Live-in landlord: Related Companies
Related, which has about 700 employees in three offices, will also trade in its 100,000-square-foot space at the Time Warner Center and move its main operations into a six-floor condo at 30 Hudson Yards. According to Related officials, company chairman Stephen Ross and his wife, Kara Ross, will be taking a new home in one of Hudson Yards’ residential buildings. They will no doubt be setting the bar high. Earlier this year, their Time Warner Center penthouse was featured in Architectural Digest. In addition, Related CEO Jeff Blau, who currently lives on the Upper East Side, recently told the Observer that he would move to Hudson Yards once his kids are older.
55 HUDSON YARDS
Related broke ground on the 51-story, 1.3-million-square-foot tower in January, while in advanced negotiations with its first tenant, the law firm Boies, Schiller & Flexner. The tower, which was designed by Pedersen Fox and Pritzker Prize-winning architect Kevin Roche, is being built in partnership with Japanese developer Mitsui Fudosan America. Tenants will have the option of having balconies, an amenity developers are using to attract tech and media types. According to Jay Cross, president of Related Hudson Yards, Related is primarily looking to lease, not sell, space in this building.

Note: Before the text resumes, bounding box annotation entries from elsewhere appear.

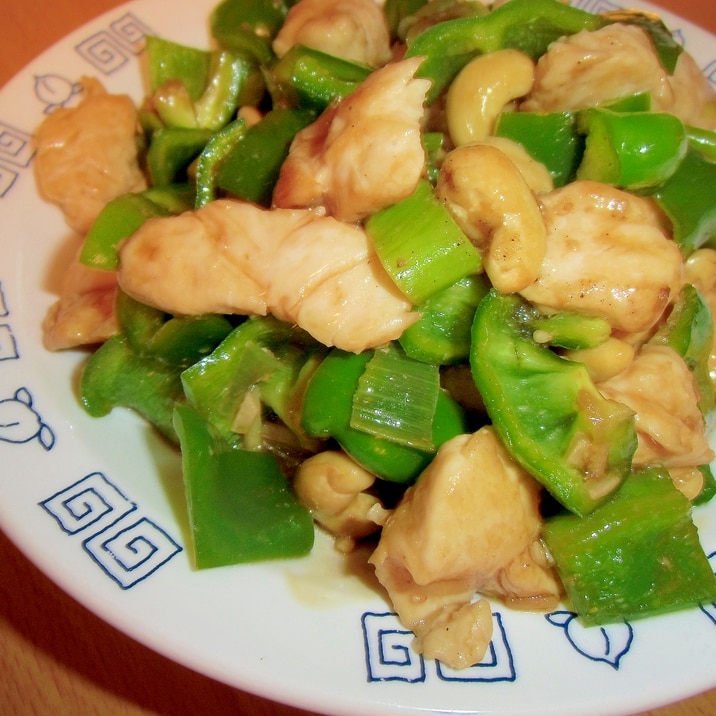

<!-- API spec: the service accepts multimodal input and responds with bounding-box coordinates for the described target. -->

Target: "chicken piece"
[293,450,389,552]
[684,248,716,390]
[273,0,391,67]
[35,78,146,234]
[520,181,683,333]
[370,427,542,668]
[119,200,419,352]
[520,23,714,130]
[42,246,119,351]
[273,58,430,221]
[598,345,714,467]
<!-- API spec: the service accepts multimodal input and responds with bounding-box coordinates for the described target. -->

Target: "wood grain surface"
[0,0,716,716]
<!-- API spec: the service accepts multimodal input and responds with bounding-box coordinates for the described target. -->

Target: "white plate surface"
[0,0,716,716]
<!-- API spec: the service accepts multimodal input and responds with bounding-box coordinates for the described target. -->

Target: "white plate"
[0,0,716,716]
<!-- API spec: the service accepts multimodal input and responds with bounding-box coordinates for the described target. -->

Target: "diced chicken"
[119,200,418,352]
[684,248,716,390]
[42,248,119,350]
[273,58,430,221]
[273,0,391,67]
[520,181,683,333]
[370,427,558,668]
[598,345,714,467]
[35,78,146,233]
[521,23,716,126]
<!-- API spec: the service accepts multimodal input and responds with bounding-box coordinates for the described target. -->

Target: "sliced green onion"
[350,343,440,449]
[366,180,482,304]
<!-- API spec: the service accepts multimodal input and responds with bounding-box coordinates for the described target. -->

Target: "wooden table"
[0,0,716,716]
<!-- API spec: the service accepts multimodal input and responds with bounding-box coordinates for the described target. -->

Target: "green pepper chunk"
[470,289,637,515]
[80,334,184,442]
[80,193,170,271]
[215,108,315,206]
[174,405,314,569]
[649,284,715,415]
[147,127,214,186]
[654,147,716,256]
[302,348,467,483]
[266,45,372,112]
[495,112,584,187]
[406,0,606,102]
[209,0,288,65]
[194,119,247,209]
[577,107,688,191]
[542,467,716,625]
[398,275,488,365]
[181,316,324,446]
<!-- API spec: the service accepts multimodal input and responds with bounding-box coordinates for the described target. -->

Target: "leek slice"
[350,343,440,450]
[365,180,482,304]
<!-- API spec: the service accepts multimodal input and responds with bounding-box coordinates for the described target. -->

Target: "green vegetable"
[216,109,315,206]
[147,127,214,186]
[174,405,314,569]
[495,112,584,187]
[577,107,688,191]
[195,119,246,209]
[542,467,716,625]
[80,194,170,271]
[266,45,371,112]
[80,334,184,442]
[399,274,488,365]
[470,289,637,515]
[532,313,612,350]
[654,147,716,256]
[365,180,482,304]
[146,35,211,101]
[350,343,440,450]
[181,317,324,446]
[649,284,715,415]
[406,0,606,102]
[302,349,467,483]
[209,0,288,65]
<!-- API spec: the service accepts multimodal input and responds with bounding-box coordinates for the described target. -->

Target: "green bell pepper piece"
[577,107,688,191]
[302,349,467,483]
[542,467,716,625]
[649,284,716,415]
[80,193,171,271]
[194,118,247,209]
[470,289,637,515]
[654,147,716,256]
[692,465,716,505]
[406,0,606,102]
[147,127,214,186]
[383,0,428,39]
[181,316,325,446]
[266,45,372,113]
[209,0,288,66]
[215,108,316,206]
[174,405,314,569]
[495,112,584,187]
[398,274,488,365]
[80,333,184,442]
[146,35,211,101]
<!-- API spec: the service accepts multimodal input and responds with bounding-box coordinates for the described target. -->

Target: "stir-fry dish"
[35,0,716,668]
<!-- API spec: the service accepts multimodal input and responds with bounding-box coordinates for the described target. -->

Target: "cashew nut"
[436,144,547,293]
[445,49,535,147]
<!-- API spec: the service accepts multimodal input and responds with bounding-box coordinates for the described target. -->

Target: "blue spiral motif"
[361,612,425,683]
[84,518,182,589]
[40,472,136,534]
[75,30,129,75]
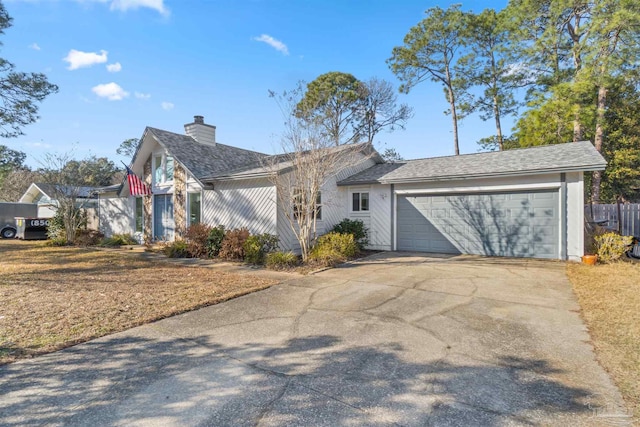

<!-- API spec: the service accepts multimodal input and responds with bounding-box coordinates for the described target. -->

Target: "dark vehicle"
[0,202,38,239]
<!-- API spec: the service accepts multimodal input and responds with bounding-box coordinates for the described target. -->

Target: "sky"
[0,0,513,167]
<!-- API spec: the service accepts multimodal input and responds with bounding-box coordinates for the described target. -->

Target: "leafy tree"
[387,5,468,155]
[294,71,364,145]
[62,156,121,187]
[116,138,139,158]
[380,148,404,163]
[0,2,58,138]
[0,167,42,202]
[456,9,527,151]
[263,84,370,261]
[357,77,413,144]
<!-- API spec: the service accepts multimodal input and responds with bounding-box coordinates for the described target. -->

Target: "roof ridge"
[404,141,591,163]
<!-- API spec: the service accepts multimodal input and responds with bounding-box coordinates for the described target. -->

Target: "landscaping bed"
[0,240,276,364]
[567,262,640,425]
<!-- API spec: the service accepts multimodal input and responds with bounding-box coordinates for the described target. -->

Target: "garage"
[338,141,606,261]
[397,189,561,259]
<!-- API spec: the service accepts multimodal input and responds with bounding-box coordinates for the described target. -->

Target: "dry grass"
[567,263,640,424]
[0,240,274,364]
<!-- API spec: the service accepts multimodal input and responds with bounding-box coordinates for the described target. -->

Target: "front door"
[153,194,175,241]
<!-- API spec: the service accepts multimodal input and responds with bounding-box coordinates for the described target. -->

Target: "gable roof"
[338,141,607,185]
[202,142,383,182]
[20,182,103,200]
[146,127,267,180]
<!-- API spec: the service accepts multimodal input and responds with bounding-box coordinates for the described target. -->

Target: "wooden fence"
[584,203,640,237]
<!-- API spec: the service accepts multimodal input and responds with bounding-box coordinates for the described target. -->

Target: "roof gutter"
[337,163,606,187]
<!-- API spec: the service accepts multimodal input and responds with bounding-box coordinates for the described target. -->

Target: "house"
[104,116,606,260]
[19,183,108,228]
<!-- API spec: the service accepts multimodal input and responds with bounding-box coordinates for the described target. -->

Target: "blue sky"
[0,0,511,167]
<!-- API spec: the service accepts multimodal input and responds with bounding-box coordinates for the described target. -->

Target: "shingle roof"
[147,127,266,179]
[338,141,607,185]
[34,182,102,199]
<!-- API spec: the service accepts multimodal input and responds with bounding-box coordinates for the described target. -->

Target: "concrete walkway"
[0,253,628,426]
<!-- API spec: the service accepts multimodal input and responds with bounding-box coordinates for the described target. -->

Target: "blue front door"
[153,194,175,241]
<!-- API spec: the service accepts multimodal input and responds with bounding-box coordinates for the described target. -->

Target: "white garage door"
[397,190,560,258]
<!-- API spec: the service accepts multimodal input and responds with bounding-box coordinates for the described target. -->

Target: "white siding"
[98,195,135,237]
[202,179,277,234]
[567,172,584,261]
[277,155,375,253]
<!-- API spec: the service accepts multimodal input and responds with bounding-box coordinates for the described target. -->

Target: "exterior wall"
[202,179,277,234]
[142,155,153,242]
[173,162,187,239]
[343,184,393,251]
[277,155,375,253]
[566,172,584,261]
[98,195,135,237]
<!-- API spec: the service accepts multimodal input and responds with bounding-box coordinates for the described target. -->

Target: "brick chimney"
[184,116,216,145]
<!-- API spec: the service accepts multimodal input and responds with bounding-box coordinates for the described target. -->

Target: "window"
[293,190,322,221]
[153,154,173,184]
[351,193,369,212]
[188,193,202,225]
[136,197,144,233]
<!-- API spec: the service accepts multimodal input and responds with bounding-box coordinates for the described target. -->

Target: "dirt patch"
[0,240,277,364]
[567,262,640,425]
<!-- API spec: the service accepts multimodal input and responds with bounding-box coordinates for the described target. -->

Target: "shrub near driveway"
[567,262,640,425]
[0,240,276,363]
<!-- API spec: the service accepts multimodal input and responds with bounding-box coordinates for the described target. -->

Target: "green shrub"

Legal royalty: Boies, Schiller & Flexner
In June, the law firm of superstar litigator David Boies — best known for representing Al Gore in the 2000 presidential voting recount case — became the first tenant to ink a deal in the building. The firm, which has about 100 lawyers and is currently headquartered at 575 Lexington Avenue, signed on for 83,000 square feet. Arthur Mirante of Avison Young, who represented the law firm in its lease, said the transaction is a sign of the momentum in the Hudson Yards district. “This 1.3-million-square-foot building is now being built with only an 83,000-square-foot tenant. That’s as close as it comes to being built on spec,” he said.
50 HUDSON YARDS
Goodbye, burgers and fries. Related made some serious headway last month on its fourth tower when it bought the McDonald’s at the corner of 34th Street and Tenth Avenue. The building, which is zoned for more than 2.3 million square feet of development, is still in the design phases. Cross told TRD that there will most likely be a small residential component and that Related is considering including a hotel. The details are sparse, but construction is estimated to begin in 2017.
PHASE 2: WESTERN YARD
With a total of 6.2 million square feet of mixed-use development scheduled for completion in 2024, the second phase of Hudson Yards will be roughly half the size of the first. Sitting between 11th and 12th avenues with views of the Hudson River, it will include seven residential buildings, compared to two in Phase 1. It will also include a 750-seat public school. And, Related is planning a 2-million-square-foot office building. Other than that, details are thin. “Except for getting the zoning, we haven’t really given it much thought,” Cross said. “The Western Yard will be driven by market demand.”